London and Yorkshire & Humber led commercial property investment in 2026, according to new analysis from Property Inspect.
The research showed £5.08bn worth of deals have been completed so far this year, with 404 transactions and an average deal size of £12.57m.
London accounted for 38.9% of all investment, with the highest average transaction value at £23.23m.
The South East ranked second with 16.6% of total deals and an average value of £11.53m.
Yorkshire & Humber recorded an average transaction value of £16.49m and £461.6m in completed deals, making up 9.1% of the national total.
Scotland, the North East, and East Midlands also saw strong average deal values at £14.22m, £14.10m, and £14.02m respectively.
The West Midlands made up 6.7% of all investment, while the North West accounted for 6.5%.
Wales and the South West had the lowest levels of investment, at 0.8% and 1.4% of total value.
Sián Hemming-Metcalfe, operations director at Property Inspect, said: “Commercial property remains one of the clearest indicators of wider economic confidence and what we’re seeing so far in 2026 is a market that is becoming increasingly selective rather than slowing outright.
“There is still a huge amount of capital targeting quality assets, particularly in regions where regeneration, infrastructure investment, and evolving occupier demand are creating long term opportunities.
“Yorkshire is a good example of that shift, with strong average transaction values reflecting growing confidence in regional cities and development corridors outside the traditional London focus.”
Hemming-Metcalfe added: “What is particularly interesting is the spread of activity across Britain.

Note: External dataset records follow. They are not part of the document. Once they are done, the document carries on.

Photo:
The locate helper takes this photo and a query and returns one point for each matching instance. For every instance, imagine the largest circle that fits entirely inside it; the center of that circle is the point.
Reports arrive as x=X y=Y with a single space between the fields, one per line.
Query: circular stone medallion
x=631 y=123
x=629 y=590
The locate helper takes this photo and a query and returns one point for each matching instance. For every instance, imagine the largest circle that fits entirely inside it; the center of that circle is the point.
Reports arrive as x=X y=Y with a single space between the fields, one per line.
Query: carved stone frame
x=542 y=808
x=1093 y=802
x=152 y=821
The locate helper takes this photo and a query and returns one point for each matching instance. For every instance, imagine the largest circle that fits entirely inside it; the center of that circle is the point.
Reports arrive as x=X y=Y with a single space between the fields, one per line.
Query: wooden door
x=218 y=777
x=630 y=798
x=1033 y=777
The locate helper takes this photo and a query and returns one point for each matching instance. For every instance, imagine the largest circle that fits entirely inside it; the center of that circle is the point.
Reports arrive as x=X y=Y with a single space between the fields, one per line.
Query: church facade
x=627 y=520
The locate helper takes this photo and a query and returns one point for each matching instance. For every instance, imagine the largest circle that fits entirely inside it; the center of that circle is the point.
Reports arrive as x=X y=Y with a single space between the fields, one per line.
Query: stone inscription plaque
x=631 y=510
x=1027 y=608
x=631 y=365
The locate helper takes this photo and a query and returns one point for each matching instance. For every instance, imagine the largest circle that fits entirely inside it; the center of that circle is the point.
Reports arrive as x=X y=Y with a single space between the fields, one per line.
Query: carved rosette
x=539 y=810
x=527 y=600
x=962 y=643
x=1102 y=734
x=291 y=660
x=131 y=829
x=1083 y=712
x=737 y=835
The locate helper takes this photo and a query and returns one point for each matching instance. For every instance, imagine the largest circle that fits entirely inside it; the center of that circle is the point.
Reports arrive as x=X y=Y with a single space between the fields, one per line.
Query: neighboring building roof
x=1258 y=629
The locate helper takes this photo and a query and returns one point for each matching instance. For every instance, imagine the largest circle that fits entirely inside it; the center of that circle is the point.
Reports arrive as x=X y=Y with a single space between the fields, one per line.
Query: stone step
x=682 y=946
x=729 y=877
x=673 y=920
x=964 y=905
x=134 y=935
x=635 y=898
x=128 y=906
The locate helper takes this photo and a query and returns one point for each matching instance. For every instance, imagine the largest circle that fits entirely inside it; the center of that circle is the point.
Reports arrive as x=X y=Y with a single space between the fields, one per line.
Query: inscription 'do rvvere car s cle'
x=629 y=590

“London continues to lead in both scale and value, but several regional markets are proving highly resilient and increasingly competitive when it comes to attracting investment.
“Investors are looking far more closely at fundamentals such as connectivity, local growth strategies, and sector diversity.”
She said: “With UKREiiF taking place next week, the industry conversation will naturally focus on where future investment is heading.
“The data suggests there is growing recognition that some of the strongest opportunities are being driven by regional markets with ambitious regeneration plans and long term infrastructure pipelines.”